The A.M.A. purchased a bottle of the stuff to find out what it contained. (Article doesn't say whether or not the Medical Association was thrilled.)

The cost of the bottle was $1.05, the liquid coming "in a most modernistic container, characteristically of the present high-hat tendency in the cosmetic trade."

The chemical laboratory of the A. M.A. analyzed the preparation and announced that

"Qualitative tests indicated the presence of sodium and chloride. No heavy metals, carbonates, sulphates, alkaloids, and soap were found.

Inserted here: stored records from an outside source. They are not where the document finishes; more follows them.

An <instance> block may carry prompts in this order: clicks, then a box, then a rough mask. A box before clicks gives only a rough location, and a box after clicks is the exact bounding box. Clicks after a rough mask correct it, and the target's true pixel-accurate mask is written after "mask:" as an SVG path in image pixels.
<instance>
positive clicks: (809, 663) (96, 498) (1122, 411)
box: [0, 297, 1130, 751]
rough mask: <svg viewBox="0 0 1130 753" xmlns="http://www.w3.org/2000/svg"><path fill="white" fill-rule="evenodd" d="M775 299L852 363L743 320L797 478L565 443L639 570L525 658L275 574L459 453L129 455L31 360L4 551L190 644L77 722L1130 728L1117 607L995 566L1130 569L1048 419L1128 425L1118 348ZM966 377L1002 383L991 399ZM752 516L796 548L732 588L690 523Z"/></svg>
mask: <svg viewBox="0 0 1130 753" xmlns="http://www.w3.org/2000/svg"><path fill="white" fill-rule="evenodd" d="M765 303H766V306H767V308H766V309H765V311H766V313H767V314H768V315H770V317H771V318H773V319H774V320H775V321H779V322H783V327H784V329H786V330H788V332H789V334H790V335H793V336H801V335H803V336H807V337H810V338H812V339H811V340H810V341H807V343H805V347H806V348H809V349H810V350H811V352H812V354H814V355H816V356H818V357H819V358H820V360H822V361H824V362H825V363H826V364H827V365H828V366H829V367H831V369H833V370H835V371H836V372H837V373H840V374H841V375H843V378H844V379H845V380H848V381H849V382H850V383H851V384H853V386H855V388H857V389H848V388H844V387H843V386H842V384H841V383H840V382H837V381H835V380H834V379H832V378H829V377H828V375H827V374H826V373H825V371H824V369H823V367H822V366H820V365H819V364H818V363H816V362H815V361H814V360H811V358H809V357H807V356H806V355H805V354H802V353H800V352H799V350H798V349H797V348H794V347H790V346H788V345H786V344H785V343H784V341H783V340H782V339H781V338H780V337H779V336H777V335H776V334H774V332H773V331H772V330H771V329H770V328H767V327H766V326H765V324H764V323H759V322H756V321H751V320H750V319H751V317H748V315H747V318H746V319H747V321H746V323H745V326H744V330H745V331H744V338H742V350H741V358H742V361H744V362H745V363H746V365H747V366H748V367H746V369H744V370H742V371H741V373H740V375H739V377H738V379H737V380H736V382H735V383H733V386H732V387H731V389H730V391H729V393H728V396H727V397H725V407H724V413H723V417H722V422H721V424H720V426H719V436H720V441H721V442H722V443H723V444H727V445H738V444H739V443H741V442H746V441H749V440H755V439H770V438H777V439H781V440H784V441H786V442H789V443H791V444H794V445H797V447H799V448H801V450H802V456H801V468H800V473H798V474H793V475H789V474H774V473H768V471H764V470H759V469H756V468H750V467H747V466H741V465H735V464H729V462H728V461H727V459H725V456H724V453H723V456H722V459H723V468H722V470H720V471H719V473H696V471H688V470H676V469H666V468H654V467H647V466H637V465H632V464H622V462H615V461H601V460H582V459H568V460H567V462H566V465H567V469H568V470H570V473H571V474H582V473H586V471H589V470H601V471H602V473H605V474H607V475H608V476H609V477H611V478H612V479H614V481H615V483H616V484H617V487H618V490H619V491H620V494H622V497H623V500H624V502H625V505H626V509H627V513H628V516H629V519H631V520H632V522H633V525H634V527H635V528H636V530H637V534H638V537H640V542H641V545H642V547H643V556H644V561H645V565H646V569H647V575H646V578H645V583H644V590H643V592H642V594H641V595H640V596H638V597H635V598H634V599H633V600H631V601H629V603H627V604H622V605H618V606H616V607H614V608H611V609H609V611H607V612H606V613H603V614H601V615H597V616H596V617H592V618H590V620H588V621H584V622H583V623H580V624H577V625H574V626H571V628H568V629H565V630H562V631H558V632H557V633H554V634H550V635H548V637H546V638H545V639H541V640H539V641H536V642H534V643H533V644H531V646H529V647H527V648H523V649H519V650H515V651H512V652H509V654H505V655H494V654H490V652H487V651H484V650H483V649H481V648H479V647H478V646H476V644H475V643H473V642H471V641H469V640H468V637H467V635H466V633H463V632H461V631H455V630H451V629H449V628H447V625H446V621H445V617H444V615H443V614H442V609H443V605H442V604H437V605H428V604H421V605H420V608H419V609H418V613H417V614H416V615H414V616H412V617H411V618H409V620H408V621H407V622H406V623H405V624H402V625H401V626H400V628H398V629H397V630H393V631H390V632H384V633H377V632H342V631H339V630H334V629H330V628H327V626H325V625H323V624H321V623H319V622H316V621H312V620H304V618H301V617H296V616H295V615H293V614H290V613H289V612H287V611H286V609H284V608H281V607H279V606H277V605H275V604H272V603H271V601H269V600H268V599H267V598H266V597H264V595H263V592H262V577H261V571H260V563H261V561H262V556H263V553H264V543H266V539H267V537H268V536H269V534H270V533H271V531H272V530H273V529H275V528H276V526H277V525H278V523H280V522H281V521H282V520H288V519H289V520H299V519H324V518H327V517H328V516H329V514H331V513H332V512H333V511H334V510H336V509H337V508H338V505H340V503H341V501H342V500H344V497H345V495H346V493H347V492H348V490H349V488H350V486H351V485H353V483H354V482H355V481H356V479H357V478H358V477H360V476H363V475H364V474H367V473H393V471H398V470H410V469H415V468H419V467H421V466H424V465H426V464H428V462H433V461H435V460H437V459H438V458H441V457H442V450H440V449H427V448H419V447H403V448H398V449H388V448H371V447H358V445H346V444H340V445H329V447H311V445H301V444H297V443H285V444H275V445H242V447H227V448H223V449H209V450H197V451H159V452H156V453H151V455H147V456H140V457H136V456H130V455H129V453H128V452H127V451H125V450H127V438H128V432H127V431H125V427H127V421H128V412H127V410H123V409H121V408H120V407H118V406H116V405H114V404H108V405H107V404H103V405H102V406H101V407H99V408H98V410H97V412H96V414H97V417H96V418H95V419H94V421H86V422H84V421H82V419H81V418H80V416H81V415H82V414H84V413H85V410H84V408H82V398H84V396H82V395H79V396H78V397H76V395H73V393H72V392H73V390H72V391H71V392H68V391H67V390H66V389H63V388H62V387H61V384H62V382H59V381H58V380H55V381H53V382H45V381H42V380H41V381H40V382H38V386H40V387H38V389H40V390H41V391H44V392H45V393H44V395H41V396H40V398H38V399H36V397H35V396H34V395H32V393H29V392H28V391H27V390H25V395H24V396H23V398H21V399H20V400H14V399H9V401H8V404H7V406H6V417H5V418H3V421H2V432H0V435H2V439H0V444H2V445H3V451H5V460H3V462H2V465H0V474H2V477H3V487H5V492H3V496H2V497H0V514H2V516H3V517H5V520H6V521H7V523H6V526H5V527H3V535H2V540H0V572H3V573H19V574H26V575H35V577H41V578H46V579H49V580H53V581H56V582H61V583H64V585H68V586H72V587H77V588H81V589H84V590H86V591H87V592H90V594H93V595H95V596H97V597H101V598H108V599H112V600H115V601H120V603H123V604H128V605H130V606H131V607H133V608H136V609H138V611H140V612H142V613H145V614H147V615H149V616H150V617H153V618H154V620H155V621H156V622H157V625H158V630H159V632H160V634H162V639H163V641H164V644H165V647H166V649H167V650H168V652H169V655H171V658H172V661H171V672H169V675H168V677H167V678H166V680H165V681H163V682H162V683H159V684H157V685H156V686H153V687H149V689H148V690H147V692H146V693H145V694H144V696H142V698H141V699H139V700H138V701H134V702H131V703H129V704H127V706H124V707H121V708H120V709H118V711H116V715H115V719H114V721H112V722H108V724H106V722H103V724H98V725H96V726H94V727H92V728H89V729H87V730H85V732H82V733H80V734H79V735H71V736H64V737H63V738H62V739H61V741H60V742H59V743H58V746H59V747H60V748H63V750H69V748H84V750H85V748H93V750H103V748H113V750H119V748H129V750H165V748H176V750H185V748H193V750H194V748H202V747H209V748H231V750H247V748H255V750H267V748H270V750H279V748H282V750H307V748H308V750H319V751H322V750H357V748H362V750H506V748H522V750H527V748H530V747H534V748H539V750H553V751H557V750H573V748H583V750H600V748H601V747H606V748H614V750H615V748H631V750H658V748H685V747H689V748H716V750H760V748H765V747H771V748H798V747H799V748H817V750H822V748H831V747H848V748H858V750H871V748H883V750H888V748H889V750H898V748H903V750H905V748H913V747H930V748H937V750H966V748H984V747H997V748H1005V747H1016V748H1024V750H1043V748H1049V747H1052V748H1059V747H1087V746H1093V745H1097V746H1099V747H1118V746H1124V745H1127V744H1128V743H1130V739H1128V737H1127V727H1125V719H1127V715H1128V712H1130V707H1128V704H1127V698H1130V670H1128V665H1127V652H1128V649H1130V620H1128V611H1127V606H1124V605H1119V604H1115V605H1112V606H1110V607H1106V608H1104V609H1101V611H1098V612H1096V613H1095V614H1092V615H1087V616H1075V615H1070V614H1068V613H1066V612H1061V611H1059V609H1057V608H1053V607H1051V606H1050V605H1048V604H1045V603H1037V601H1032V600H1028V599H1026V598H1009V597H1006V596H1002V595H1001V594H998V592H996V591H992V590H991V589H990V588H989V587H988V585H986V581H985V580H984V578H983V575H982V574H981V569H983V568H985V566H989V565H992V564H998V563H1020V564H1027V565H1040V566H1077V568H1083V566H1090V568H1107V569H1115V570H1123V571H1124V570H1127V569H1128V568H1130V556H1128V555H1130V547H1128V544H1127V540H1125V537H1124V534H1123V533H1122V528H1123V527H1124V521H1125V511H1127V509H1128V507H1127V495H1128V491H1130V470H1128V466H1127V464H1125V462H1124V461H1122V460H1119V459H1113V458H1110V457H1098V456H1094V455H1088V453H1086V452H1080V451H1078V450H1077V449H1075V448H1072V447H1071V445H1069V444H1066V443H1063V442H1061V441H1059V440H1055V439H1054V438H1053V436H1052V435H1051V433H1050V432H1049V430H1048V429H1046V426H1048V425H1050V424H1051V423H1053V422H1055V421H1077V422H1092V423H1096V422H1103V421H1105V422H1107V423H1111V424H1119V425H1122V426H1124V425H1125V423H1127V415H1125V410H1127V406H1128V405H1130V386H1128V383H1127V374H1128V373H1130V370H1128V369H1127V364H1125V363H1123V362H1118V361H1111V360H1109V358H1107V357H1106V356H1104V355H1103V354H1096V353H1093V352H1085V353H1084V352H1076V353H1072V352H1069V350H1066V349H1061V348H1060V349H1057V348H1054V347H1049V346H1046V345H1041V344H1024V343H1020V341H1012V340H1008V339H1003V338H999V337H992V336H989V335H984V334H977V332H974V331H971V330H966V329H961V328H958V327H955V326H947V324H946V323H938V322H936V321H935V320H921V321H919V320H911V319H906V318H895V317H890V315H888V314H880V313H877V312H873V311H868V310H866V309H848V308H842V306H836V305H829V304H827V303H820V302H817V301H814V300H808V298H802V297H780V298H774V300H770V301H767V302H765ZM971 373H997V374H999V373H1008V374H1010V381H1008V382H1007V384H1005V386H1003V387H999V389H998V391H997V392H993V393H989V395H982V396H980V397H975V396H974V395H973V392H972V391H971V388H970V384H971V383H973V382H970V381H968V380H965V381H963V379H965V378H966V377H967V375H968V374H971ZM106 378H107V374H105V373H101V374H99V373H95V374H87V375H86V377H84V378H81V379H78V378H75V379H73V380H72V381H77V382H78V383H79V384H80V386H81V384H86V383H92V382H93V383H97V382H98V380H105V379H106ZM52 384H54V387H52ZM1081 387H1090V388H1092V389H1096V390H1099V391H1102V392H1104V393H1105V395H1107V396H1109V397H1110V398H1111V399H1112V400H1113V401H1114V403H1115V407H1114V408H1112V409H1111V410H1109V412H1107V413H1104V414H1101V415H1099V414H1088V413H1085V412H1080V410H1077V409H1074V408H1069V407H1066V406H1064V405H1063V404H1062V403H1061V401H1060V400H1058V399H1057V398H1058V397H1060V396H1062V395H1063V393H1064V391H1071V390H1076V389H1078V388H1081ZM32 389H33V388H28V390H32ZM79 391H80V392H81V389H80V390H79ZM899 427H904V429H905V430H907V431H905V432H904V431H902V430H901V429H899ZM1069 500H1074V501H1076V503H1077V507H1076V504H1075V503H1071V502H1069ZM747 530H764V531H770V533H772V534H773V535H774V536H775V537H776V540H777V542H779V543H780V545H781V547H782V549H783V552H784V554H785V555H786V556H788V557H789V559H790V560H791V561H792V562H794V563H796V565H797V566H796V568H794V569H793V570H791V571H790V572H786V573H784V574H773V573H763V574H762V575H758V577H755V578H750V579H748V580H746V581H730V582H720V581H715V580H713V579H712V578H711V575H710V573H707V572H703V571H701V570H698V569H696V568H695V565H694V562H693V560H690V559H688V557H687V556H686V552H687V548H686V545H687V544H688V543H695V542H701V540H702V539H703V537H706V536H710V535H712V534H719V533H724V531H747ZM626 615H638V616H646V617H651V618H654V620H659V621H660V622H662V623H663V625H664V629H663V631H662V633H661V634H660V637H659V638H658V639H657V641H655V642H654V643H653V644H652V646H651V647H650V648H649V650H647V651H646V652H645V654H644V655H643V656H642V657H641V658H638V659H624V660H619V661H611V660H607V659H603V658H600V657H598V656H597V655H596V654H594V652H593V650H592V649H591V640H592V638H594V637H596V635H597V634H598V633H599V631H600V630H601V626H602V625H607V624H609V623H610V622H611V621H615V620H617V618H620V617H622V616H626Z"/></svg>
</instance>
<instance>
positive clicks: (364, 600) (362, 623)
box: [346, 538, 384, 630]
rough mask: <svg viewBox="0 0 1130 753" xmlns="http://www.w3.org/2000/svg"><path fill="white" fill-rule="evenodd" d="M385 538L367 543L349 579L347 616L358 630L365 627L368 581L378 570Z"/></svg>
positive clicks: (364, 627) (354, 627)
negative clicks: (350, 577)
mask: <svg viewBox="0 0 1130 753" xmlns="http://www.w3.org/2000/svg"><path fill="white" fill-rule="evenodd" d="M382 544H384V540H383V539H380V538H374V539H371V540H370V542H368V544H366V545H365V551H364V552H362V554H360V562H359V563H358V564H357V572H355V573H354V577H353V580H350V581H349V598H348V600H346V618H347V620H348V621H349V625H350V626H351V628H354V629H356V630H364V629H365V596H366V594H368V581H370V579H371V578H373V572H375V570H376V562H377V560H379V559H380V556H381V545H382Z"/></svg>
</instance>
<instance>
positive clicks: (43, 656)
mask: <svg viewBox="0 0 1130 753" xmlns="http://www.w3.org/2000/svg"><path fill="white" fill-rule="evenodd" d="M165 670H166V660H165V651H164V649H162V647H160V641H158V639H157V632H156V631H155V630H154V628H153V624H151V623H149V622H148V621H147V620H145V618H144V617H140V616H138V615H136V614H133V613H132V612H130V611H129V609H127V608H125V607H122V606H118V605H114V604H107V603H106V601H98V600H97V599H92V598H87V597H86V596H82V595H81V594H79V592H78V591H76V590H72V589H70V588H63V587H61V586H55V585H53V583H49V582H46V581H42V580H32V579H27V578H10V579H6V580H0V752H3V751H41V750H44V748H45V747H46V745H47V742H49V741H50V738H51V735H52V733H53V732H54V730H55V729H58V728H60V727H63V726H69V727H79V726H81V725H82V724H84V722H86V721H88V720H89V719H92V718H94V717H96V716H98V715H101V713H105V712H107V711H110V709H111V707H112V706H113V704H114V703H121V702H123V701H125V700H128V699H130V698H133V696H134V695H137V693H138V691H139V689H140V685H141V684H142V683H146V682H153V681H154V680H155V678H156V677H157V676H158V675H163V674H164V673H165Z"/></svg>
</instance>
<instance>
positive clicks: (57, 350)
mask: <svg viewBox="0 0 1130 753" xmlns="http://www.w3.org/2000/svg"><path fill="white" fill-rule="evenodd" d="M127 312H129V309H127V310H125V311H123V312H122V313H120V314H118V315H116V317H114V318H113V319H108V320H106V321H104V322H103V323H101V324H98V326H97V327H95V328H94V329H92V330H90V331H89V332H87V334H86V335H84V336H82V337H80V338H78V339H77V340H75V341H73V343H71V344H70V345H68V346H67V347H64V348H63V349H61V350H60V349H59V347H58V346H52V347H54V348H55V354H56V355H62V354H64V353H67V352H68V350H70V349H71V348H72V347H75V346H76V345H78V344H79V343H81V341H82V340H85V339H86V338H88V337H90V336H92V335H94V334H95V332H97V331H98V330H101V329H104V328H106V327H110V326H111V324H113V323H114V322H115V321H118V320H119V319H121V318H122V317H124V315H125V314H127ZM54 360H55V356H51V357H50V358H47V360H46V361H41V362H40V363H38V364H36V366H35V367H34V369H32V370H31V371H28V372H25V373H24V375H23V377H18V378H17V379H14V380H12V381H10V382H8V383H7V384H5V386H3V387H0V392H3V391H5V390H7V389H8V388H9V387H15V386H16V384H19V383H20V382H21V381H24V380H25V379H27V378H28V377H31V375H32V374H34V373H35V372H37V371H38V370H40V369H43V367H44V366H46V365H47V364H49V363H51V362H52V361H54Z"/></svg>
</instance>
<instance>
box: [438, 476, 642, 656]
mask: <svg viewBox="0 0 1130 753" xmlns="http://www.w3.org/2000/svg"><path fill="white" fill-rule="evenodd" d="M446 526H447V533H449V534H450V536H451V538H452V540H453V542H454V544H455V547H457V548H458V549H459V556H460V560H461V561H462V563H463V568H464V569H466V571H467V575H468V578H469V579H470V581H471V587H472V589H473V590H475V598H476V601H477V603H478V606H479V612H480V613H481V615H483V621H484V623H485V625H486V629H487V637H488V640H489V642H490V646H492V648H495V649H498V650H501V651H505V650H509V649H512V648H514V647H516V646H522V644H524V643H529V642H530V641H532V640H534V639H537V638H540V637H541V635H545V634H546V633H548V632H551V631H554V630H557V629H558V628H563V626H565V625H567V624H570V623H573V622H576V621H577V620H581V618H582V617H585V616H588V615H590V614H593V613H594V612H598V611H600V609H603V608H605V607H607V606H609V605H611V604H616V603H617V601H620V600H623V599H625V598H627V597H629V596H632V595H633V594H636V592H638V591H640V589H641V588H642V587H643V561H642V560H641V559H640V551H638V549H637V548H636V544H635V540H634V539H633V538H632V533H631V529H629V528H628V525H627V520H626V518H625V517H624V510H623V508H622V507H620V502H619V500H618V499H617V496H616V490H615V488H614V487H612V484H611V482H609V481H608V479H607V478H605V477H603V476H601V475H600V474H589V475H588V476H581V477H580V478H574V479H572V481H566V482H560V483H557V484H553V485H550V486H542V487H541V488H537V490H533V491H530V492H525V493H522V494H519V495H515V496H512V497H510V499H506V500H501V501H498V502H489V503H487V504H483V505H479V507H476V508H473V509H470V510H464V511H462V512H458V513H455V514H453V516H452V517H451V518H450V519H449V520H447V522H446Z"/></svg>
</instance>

The specific gravity, etc. *

* *

"From the foregoing tests it was concluded that Oyloff is essentially a colored solution of dairy salt (commercial table salt) with a dash of perfume.'

The A.M.A. article continues:

"From the chemists' report we learn that this 'amazing' product that reveals the 'romance of your hair' and that will 'thrill you' is, essentially a pinch of salt in 5 ounces of water-incidentally the bottle states 'net contents, 6 ounces.' Paying $1.05 for 5 ounces of salt water would seem, under present economic conditions, to furnish a text for a discussion on certain phases of modern business."

Senator HOMER T. BONE,

Washington, D.C.

NATIONAL SANIPRACTIC ASSOCIATION,
Seattle, Wash., December 2, 1933.

HONORABLE SIR: Nearly 1,500 people, incensed at the autocratic attempt of the American Medical Association, in reality the biggest trust in America, to become dictator in health matters through Rexford G. Tugwell and his so-called food, drug, and cosmetic bill, gathered at the Masonic Temple here Friday evening to give voice to their objections.